The volume associated with the Big Data phenomena brings along new challenges for data centers trying to deal with it: its Variety. With the explosion of sensors, and smart devices, as well as social collaboration technologies, data in an enterprise has become complex, because it includes not only traditional relational data, but also raw, semistructured, and unstructured data from webpages, web log files (including click-stream data), search indexes, social media forums, e-mail, documents, sensor data from active and passive systems, and so on. What’ s more, traditional systems can struggle to store and perform the required analytics to gain understanding from the contents of these logs because much of the information being generated doesn’t lend itself to traditional database technologies.
Quite simply, variety represents all types of data—a fundamental shift in analysis requirements from traditional structured data to include raw, semistructured, and unstructured data as part of the decision making and insight process. Traditional analytic platforms can’t handle variety. However, an organization’s success will rely on its ability to draw insights from the various kinds of data available to it, which includes both traditional and nontraditional.

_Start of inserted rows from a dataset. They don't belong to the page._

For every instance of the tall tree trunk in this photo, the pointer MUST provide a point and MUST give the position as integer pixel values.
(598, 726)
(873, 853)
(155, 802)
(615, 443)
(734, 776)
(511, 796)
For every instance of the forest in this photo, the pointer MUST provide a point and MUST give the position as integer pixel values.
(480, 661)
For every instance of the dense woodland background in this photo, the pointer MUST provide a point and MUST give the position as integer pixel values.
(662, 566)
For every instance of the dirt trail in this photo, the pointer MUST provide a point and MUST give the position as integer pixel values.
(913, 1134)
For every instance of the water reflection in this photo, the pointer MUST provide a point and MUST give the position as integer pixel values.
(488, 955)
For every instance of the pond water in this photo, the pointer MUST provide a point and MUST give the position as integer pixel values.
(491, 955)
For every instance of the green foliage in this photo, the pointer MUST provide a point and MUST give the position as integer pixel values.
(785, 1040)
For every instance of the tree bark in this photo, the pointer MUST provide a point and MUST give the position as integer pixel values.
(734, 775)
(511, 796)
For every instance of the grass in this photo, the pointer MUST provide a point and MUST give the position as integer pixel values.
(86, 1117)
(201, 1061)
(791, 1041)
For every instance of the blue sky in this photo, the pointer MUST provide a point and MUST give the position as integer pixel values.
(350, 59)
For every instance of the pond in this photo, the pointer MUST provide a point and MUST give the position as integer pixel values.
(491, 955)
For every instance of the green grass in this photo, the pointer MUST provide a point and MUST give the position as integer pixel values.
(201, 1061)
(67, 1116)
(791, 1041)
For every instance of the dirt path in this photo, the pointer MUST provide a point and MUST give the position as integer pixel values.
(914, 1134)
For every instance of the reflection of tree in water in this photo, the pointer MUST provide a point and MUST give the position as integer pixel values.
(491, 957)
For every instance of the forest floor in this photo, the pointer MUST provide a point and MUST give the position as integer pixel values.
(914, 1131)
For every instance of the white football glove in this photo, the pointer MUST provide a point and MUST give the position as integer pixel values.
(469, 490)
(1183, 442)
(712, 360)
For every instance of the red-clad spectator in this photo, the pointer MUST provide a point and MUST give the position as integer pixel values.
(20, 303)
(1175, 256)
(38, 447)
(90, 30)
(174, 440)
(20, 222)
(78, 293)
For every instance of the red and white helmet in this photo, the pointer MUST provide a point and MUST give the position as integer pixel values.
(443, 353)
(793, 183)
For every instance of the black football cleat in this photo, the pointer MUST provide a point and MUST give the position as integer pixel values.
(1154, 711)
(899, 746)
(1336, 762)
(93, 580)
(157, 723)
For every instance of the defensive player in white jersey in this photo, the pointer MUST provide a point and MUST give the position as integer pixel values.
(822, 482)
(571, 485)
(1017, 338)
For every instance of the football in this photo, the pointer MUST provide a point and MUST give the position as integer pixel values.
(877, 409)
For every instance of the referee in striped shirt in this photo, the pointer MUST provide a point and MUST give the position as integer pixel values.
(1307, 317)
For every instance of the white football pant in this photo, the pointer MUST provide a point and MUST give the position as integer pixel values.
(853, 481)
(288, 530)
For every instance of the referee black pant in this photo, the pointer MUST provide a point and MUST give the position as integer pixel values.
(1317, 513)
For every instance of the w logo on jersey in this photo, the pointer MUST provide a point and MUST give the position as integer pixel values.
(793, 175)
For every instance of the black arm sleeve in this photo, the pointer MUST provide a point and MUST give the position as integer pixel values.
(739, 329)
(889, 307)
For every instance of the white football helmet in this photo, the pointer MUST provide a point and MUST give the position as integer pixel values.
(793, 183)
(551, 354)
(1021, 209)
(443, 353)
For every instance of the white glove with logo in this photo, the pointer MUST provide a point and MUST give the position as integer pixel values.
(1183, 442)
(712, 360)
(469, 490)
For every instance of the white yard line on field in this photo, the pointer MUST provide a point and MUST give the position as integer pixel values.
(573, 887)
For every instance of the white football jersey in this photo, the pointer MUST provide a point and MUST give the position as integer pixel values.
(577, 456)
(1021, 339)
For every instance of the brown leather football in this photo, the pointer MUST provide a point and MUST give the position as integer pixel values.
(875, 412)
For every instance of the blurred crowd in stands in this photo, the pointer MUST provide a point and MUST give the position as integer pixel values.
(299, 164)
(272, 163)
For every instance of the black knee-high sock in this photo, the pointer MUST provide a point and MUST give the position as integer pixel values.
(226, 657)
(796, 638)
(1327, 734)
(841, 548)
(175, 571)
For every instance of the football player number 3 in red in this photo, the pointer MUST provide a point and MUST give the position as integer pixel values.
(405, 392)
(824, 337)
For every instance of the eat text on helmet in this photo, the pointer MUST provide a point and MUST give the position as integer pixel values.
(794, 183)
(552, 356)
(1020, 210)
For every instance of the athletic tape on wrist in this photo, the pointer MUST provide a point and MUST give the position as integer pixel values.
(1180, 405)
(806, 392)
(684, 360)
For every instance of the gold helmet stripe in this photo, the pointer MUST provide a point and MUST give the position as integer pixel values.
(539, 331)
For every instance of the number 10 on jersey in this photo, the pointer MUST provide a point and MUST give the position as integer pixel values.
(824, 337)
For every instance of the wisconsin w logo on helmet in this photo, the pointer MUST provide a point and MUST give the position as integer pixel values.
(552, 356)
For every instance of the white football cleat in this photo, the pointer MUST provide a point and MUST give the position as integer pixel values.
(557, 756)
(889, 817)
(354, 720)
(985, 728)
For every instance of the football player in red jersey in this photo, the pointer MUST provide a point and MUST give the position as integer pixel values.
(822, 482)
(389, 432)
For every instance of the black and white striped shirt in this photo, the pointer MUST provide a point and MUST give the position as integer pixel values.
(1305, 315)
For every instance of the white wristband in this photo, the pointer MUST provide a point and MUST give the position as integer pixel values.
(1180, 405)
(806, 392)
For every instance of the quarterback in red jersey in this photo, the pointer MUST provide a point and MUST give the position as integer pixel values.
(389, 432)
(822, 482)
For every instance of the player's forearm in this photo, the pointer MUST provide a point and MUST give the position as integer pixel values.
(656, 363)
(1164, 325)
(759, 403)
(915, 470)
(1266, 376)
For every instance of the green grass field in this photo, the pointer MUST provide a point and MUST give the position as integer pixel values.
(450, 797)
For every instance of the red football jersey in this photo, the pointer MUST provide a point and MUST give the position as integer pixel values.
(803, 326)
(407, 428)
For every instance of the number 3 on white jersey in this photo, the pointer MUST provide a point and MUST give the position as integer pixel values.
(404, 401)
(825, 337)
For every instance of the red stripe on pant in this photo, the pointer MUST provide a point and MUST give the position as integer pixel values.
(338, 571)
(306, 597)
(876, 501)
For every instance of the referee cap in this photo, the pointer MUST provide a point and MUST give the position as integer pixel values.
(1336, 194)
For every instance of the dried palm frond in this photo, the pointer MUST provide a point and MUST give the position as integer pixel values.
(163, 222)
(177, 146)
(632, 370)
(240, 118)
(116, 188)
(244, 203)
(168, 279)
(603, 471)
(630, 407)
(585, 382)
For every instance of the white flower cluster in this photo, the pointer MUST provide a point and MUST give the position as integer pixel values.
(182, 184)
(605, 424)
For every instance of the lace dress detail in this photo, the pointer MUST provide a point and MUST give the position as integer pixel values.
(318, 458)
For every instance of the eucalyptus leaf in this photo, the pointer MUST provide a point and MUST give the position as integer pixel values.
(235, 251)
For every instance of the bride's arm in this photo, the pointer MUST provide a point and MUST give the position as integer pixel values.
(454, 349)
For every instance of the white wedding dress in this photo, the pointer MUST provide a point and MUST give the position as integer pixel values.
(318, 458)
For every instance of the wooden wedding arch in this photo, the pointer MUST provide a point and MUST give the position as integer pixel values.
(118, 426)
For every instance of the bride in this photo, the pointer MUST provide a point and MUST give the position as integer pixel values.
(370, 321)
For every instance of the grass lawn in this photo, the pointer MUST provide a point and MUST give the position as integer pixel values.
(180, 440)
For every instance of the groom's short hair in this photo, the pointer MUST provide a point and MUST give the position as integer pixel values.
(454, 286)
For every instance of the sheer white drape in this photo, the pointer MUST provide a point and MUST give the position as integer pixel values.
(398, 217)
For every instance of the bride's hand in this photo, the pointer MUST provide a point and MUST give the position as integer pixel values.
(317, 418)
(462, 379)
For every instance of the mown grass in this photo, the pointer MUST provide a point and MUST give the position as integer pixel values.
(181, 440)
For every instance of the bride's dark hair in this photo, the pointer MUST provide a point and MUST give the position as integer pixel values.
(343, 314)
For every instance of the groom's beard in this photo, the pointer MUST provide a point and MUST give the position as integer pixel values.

Just 20 percent of the data is of the relational kind that’ s neatly formatted and sits ever so nicely into strict schemas. But something like 80 percent of the world’s data (and more and more of this data is responsible for setting new velocity and volume records) is unstructured, or semistructured at best. If we look at a Twitter feed, we’ll see structure in its JSON format, but the actual text is not structured, and understanding that can be rewarding. Video and picture images aren’t easily or efficiently stored in a relational database; certain event information can dynamically change (such as weather patterns), which isn’t well suited for strict schemas, and more. To capitalize on the Big Data opportunity, enterprises must be able to analyze all types of data, both relational and non relational : text, sensor data, audio, video, transactional, and more.